Truckers gain big ally in battle against Delaware River toll hikes

| 3/24/2003

Truckers have been complaining about recent bridge toll hikes along the Delaware River for some time now, with little result.

But now, truckers aren’t the only ones complaining.

According to a report by The Express Times, Pennsylvania Gov. Ed Rendell told an economic development meeting March 18 that he was unaware of how much the tolls had gone up – a subject of significant news coverage in the region – and that he intended to ask for an explanation from the Delaware Bridge Commission.

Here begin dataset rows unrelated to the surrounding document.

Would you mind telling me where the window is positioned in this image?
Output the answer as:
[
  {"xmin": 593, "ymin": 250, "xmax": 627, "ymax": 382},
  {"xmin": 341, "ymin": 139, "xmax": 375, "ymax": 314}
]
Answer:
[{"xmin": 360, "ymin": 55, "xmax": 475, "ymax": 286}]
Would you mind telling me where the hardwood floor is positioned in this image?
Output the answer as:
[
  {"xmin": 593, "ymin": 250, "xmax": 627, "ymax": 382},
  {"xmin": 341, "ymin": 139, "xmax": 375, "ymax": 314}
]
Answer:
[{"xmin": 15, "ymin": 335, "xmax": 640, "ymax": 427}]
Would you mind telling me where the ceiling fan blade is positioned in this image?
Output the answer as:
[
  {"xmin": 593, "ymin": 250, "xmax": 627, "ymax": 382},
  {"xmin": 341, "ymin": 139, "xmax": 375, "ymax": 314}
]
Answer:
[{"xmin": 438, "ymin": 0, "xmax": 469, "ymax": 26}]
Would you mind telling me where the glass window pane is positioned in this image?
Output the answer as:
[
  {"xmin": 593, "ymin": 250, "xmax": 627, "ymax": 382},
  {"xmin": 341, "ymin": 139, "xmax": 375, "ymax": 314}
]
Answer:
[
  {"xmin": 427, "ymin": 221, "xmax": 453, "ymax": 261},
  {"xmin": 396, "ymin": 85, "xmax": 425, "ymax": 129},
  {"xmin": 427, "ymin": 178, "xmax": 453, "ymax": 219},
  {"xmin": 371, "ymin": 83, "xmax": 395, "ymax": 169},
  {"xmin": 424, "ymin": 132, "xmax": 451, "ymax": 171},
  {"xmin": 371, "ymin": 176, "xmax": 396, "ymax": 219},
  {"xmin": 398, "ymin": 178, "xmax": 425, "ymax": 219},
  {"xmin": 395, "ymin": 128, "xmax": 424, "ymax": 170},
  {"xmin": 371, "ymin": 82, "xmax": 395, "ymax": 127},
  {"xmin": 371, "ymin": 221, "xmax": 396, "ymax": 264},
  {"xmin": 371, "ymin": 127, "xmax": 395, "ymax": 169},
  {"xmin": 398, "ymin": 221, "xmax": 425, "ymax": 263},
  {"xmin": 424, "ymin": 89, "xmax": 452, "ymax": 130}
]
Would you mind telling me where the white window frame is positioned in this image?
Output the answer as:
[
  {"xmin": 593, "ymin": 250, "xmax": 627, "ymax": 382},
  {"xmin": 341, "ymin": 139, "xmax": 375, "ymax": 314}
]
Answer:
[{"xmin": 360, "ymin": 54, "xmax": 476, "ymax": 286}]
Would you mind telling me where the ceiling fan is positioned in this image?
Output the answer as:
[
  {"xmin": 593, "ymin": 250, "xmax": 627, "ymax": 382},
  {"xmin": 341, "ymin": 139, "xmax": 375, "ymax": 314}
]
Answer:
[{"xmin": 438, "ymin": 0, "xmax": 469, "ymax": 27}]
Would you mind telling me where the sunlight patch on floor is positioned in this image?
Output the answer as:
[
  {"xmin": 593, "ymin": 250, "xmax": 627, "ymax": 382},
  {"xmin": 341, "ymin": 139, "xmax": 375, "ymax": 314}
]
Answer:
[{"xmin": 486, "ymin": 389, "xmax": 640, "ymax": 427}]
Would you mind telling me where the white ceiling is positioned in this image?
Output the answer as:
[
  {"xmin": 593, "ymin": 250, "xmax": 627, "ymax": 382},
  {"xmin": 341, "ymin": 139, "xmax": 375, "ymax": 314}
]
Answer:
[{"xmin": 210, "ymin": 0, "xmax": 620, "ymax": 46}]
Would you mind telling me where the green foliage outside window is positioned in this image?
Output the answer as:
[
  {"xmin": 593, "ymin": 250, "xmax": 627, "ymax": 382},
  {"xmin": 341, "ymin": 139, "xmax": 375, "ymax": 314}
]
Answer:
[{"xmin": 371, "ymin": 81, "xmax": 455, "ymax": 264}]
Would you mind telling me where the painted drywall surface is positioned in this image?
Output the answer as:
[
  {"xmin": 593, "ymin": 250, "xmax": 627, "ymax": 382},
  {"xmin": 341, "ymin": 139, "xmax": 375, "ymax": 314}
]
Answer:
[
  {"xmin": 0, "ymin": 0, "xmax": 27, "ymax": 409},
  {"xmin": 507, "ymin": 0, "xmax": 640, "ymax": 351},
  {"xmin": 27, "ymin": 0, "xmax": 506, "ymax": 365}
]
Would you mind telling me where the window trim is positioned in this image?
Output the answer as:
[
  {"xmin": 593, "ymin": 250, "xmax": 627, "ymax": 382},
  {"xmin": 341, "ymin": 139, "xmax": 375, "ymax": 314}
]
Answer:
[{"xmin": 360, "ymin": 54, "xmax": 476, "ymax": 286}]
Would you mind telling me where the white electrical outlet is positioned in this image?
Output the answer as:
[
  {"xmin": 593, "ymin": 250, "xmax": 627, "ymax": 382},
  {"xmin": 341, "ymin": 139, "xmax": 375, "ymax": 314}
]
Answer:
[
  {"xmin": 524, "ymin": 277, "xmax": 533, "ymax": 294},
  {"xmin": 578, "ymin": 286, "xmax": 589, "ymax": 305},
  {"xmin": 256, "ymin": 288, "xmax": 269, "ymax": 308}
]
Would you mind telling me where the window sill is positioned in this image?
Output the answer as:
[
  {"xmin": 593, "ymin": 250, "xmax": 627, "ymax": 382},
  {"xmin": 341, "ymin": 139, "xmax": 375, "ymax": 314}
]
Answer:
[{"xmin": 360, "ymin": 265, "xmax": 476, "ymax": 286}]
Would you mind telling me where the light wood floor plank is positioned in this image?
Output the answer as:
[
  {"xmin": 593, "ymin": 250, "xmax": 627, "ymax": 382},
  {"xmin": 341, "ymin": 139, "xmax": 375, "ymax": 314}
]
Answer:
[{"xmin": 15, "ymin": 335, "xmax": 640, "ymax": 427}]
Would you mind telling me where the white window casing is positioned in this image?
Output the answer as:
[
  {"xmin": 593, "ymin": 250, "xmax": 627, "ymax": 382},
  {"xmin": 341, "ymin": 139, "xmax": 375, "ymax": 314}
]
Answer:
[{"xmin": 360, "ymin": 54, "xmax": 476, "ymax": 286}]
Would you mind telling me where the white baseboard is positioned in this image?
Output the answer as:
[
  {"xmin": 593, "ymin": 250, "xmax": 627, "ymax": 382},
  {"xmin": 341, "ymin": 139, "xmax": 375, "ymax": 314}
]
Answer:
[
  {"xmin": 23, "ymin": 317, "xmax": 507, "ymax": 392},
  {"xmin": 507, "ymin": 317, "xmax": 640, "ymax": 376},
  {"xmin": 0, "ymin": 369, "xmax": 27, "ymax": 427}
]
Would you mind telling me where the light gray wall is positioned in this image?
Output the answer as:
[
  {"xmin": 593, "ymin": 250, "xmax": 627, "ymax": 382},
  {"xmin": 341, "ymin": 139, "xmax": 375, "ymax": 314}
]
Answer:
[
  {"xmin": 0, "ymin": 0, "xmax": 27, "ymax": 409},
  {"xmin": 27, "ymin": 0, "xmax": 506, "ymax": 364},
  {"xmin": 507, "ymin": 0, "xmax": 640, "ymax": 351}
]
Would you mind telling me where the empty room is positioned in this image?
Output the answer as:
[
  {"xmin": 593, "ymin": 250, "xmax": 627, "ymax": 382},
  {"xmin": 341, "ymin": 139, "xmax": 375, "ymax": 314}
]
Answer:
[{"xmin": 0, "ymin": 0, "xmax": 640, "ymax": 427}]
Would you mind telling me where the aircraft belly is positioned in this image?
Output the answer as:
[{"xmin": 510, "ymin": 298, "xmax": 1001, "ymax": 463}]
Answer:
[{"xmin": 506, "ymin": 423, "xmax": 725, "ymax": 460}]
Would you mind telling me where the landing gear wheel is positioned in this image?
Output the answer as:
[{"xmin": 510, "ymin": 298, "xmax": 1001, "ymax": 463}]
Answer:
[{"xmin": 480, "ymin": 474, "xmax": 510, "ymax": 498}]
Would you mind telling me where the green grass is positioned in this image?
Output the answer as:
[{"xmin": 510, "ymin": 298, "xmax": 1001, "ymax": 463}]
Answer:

The governor fell short of guaranteeing a rollback of the toll hikes, and said some hikes might be needed. But his comments toward the sizable increases faced by users of the bridges – in some cases, 300 percent hikes – were in general negative.

Tolls for trucks and cars crossing bridges operated by the Delaware River Joint Toll Bridge Commission jumped Nov. 30. Truckers’ tolls increased to $2.25 per axle. A second round of planned hikes will cost truckers $3.25 per axle starting in January 2004.

The commission, which operates 20 bridges between Pennsylvania and New Jersey, said the new rates would help fund a 10-year, $526 million maintenance plan.

The hikes have already generated considerable controversy. The Trentonian reported in early March that a portion of the toll hike was going to give the top three executives of the Delaware Bridge Commission a 45 percent raise. Frank G. McCartney, executive director of the commission, told the newspaper the raises were designed to “retain talent” to help with the commission’s plan to rehabilitate its 20 toll and non-toll bridges.

In addition, local business officials at the meeting where Rendell made his comments told the governor that the hikes were damaging their businesses, and that the toll commission was “unsympathetic” to the concerns, The Express-Times reported.

"The commission absolutely turned a deaf ear to this," Alan La Fiura, president of Portland's Ultra-Poly Corp., said.